0

I'm importing data from an Excel spreadsheet into python. My dates are coming through in a bizarre format of which I am not familiar and cannot parse.

in excel: (7/31/2015)

42216

after I import it:

u'/Date(1438318800000-0500)/'

Two questions:

  1. what format is this and how might I parse it into something more intuitive and easier to read?
  2. is there a robust, swiss-army-knife-esque way to convert dates without specifying input format?
rvictordelta
  • 630
  • 2
  • 8
  • 23
  • Without code it can't be see where appear problems. However, take a look to some related questions like http://stackoverflow.com/questions/1108428/how-do-i-read-a-date-in-excel-format-in-python. – Mihai8 Jul 30 '15 at 22:55
  • 1
    I think that's how excel stores dates - the number before the minus is most likely seconds since the epoch (1st Jan 1970) and the -0500 bit a timezone. – SteJ Jul 30 '15 at 22:56
  • Excel stores dates in that format. It is not stored as a string (the way it is displayed). –  Jul 30 '15 at 23:15
  • Incidentally (and this is pedantic) the format displayed bears no resemblance to how Excel stores dates.
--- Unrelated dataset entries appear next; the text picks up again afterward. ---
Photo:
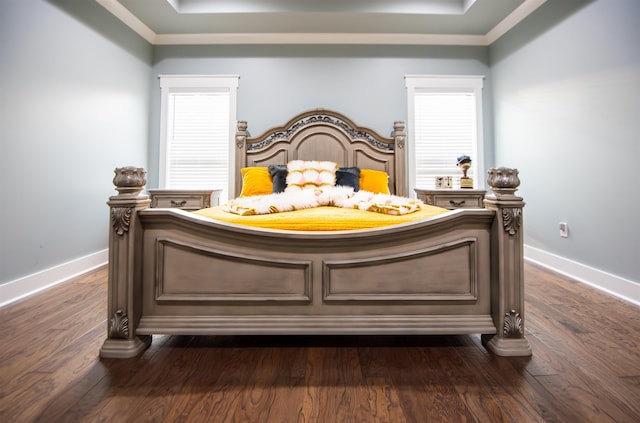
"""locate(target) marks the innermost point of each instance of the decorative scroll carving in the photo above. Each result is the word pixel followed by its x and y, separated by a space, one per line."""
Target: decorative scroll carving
pixel 121 219
pixel 511 219
pixel 119 325
pixel 513 325
pixel 320 118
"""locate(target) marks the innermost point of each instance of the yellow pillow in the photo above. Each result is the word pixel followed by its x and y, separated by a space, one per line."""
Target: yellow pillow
pixel 375 181
pixel 255 181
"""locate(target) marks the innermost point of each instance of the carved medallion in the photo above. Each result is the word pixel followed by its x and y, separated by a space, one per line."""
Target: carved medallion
pixel 319 118
pixel 513 325
pixel 119 325
pixel 511 218
pixel 121 219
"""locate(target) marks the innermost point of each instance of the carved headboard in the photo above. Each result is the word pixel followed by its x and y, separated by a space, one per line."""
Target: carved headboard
pixel 325 135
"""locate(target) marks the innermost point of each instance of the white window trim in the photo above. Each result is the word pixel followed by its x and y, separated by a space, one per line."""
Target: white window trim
pixel 433 83
pixel 181 83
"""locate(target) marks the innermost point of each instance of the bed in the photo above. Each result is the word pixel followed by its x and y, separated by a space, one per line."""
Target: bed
pixel 181 273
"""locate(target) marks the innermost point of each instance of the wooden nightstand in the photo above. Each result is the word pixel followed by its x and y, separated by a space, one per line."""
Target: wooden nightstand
pixel 452 198
pixel 185 199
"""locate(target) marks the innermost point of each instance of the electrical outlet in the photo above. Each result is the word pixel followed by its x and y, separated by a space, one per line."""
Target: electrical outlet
pixel 564 230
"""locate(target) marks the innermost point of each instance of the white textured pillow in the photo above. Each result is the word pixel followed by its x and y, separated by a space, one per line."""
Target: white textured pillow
pixel 310 174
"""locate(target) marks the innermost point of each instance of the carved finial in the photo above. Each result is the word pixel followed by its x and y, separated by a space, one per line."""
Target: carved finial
pixel 119 325
pixel 503 180
pixel 130 179
pixel 513 327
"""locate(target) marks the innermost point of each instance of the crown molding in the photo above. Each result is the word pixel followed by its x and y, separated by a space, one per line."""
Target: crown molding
pixel 128 18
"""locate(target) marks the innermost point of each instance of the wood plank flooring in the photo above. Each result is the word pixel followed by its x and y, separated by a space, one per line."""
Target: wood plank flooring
pixel 585 368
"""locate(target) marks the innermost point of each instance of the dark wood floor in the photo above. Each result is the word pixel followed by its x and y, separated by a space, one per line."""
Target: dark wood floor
pixel 585 368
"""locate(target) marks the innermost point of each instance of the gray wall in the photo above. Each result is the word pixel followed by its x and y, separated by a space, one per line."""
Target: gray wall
pixel 567 114
pixel 365 83
pixel 75 93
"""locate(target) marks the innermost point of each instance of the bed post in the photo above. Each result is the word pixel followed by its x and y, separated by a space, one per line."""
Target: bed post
pixel 400 138
pixel 507 274
pixel 124 269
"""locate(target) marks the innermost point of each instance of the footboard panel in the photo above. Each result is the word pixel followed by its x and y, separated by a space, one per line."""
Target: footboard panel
pixel 206 277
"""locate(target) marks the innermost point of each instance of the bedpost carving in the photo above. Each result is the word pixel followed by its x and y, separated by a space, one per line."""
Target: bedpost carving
pixel 400 137
pixel 124 269
pixel 507 284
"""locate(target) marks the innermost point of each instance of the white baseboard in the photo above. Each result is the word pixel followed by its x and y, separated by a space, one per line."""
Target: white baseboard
pixel 612 284
pixel 30 284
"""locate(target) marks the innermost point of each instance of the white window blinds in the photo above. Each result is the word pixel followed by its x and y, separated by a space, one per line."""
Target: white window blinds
pixel 197 131
pixel 444 129
pixel 445 122
pixel 197 140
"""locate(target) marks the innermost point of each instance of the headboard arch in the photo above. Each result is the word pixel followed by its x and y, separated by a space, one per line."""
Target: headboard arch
pixel 325 135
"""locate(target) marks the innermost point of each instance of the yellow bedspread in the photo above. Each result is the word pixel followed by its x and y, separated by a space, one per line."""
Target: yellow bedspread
pixel 324 218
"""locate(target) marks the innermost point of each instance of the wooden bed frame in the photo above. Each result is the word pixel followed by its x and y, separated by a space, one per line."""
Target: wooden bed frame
pixel 173 272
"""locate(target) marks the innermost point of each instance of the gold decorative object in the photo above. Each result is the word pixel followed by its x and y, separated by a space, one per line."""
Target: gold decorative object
pixel 464 163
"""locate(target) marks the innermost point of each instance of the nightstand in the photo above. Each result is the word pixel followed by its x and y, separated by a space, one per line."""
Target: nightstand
pixel 185 199
pixel 452 198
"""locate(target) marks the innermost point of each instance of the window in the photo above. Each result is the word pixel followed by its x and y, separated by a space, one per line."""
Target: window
pixel 445 122
pixel 198 115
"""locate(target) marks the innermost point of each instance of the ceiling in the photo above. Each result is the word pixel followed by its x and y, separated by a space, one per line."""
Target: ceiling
pixel 409 22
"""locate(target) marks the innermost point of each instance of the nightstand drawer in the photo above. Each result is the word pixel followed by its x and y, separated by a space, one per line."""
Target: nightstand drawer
pixel 183 199
pixel 458 202
pixel 452 198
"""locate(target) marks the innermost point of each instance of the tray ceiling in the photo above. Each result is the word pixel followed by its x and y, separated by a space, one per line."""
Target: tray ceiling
pixel 426 22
Excel tends to store dates as the number of days from 1st Jan 1900 plus some cell formatting information that makes it appear as a date, though the 2010 XML formats do allow ISO8601 formatting. – ig0774 Jul 31 '15 at 00:02

1 Answers1

0

Timezones necessarily make this more complex, so let's ignore them...
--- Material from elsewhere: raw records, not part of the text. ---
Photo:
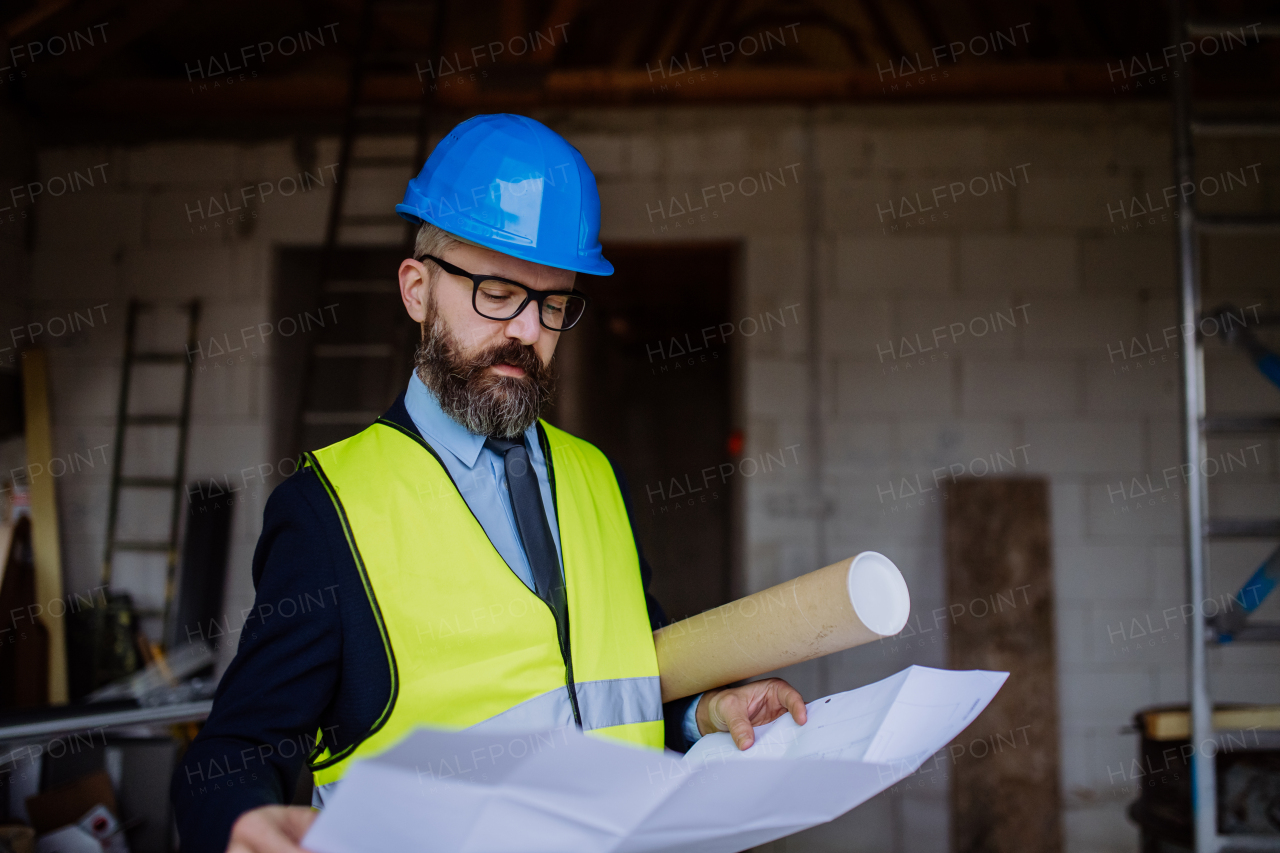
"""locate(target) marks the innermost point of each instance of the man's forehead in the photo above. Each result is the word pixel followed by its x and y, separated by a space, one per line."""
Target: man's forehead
pixel 481 260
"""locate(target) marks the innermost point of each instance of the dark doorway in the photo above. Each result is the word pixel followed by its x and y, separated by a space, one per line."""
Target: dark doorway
pixel 647 378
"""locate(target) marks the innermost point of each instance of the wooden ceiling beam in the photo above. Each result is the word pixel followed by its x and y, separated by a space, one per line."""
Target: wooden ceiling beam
pixel 598 87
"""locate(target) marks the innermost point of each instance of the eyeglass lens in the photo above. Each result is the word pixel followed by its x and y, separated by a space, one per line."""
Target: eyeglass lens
pixel 501 301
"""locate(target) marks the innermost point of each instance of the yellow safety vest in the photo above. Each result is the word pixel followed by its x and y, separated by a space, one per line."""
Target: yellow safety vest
pixel 469 644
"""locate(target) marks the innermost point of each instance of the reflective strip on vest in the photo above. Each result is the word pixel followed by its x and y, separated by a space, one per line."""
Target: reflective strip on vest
pixel 469 644
pixel 613 702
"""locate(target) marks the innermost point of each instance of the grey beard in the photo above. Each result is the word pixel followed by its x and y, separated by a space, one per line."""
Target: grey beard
pixel 484 404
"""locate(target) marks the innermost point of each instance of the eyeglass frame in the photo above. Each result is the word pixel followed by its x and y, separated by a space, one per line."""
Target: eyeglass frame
pixel 530 293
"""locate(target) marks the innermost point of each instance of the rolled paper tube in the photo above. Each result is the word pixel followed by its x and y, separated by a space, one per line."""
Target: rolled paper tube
pixel 846 603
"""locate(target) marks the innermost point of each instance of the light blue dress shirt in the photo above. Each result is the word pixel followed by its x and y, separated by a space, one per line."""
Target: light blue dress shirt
pixel 481 478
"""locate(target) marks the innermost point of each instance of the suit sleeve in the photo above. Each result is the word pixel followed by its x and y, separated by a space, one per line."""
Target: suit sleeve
pixel 672 712
pixel 270 702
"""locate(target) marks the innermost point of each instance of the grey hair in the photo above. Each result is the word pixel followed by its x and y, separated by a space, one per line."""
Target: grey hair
pixel 433 241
As @SteJ remarked, what you get is (close to) the time in seconds since 1st January 1970. Here's a Wikipedia article how that's normally used. Oddly, the string you get seems to have a timezone (-0500, EST in North America) attached. Makes no sense if it's properly UNIX time (which is always in UTC), but we'll pass on that...
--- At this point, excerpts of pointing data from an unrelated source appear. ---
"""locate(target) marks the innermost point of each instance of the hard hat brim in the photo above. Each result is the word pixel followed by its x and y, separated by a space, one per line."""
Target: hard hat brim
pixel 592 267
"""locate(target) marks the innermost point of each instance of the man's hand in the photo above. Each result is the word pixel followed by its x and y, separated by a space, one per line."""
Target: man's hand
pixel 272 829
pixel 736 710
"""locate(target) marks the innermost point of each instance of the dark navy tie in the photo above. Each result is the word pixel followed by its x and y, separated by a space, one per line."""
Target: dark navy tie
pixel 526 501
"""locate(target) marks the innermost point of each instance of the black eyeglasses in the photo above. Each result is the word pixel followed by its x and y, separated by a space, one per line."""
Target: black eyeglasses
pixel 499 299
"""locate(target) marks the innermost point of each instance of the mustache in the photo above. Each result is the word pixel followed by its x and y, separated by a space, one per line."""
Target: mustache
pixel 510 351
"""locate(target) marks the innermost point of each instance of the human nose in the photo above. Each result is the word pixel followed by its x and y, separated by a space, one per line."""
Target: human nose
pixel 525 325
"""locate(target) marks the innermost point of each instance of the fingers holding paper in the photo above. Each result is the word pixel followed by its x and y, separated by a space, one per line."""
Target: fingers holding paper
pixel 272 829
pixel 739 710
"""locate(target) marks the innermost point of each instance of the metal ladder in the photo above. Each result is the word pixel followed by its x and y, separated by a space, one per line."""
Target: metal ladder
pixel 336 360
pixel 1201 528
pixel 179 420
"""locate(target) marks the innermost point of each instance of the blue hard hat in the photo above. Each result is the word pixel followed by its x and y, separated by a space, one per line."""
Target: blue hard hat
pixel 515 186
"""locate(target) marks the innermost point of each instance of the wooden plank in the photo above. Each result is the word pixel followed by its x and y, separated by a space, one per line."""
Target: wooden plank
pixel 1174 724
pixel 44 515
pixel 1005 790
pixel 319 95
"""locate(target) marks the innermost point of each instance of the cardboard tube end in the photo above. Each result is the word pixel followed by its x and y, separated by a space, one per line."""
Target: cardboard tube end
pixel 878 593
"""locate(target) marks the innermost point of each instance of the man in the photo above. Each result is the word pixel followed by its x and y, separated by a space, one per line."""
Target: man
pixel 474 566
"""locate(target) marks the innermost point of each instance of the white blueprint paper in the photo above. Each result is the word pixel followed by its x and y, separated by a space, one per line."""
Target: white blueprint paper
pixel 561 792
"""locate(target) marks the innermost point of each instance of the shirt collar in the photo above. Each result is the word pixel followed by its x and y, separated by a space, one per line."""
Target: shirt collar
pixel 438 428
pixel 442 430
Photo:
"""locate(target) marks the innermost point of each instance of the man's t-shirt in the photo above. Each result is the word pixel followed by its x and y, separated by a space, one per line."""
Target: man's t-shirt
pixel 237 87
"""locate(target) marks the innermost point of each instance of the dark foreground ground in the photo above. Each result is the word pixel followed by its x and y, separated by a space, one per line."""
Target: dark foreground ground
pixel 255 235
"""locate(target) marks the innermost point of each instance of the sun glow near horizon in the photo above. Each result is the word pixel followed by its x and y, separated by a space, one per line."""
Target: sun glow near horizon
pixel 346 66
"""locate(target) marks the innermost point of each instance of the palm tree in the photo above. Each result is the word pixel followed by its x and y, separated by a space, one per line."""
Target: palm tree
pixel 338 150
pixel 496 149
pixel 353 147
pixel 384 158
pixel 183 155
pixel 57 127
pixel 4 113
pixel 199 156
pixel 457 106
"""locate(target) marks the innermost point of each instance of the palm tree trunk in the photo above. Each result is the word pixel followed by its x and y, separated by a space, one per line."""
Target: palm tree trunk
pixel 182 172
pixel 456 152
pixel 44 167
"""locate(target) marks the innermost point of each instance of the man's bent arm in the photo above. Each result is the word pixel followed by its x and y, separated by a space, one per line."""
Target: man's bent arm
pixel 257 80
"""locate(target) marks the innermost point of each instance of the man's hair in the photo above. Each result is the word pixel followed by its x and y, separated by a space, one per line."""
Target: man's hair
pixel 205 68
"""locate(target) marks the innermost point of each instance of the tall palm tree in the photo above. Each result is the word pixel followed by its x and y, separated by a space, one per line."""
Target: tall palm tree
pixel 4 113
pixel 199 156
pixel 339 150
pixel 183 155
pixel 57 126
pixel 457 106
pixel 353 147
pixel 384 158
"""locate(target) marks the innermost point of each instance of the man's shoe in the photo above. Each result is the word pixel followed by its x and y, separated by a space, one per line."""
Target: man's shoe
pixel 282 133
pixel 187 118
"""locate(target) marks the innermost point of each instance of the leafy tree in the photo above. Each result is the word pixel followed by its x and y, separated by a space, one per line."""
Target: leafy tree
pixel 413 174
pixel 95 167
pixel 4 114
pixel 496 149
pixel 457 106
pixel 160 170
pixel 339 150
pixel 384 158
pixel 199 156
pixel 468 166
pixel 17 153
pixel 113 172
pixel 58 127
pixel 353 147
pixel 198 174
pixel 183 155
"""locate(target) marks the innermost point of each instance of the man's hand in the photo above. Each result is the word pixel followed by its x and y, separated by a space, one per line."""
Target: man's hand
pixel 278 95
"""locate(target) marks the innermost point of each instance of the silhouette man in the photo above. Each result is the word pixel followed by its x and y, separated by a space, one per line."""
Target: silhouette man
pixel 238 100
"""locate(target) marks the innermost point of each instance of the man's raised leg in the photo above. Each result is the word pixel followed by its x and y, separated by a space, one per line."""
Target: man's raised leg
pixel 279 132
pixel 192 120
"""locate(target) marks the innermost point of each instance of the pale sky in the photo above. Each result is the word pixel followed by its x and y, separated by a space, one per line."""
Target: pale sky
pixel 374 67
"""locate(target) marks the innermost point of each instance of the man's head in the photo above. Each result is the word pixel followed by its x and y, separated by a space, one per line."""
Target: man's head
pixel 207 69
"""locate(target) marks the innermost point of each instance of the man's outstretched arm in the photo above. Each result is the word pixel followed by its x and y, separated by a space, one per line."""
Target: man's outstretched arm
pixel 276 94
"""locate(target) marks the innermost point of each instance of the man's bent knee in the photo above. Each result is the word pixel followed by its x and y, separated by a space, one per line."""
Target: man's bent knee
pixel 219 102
Assuming you can get it reduced to a number (sans timezone) the conversion into something sensible in Python is really straight-forward (note the reduction in precision; your original number is the number of milliseconds since the epoch, rather than the standard number of seconds from the epoch):

from datetime import datetime

time_stamp = 1438318800

time_stamp_dt = datetime.fromtimestamp(time_stamp)

You can then get time_stamp_dt into any format you think best using strftime, e.g., time_stamp_dt.strftime('%m/%d/%Y'), which pretty much gives you what you started with.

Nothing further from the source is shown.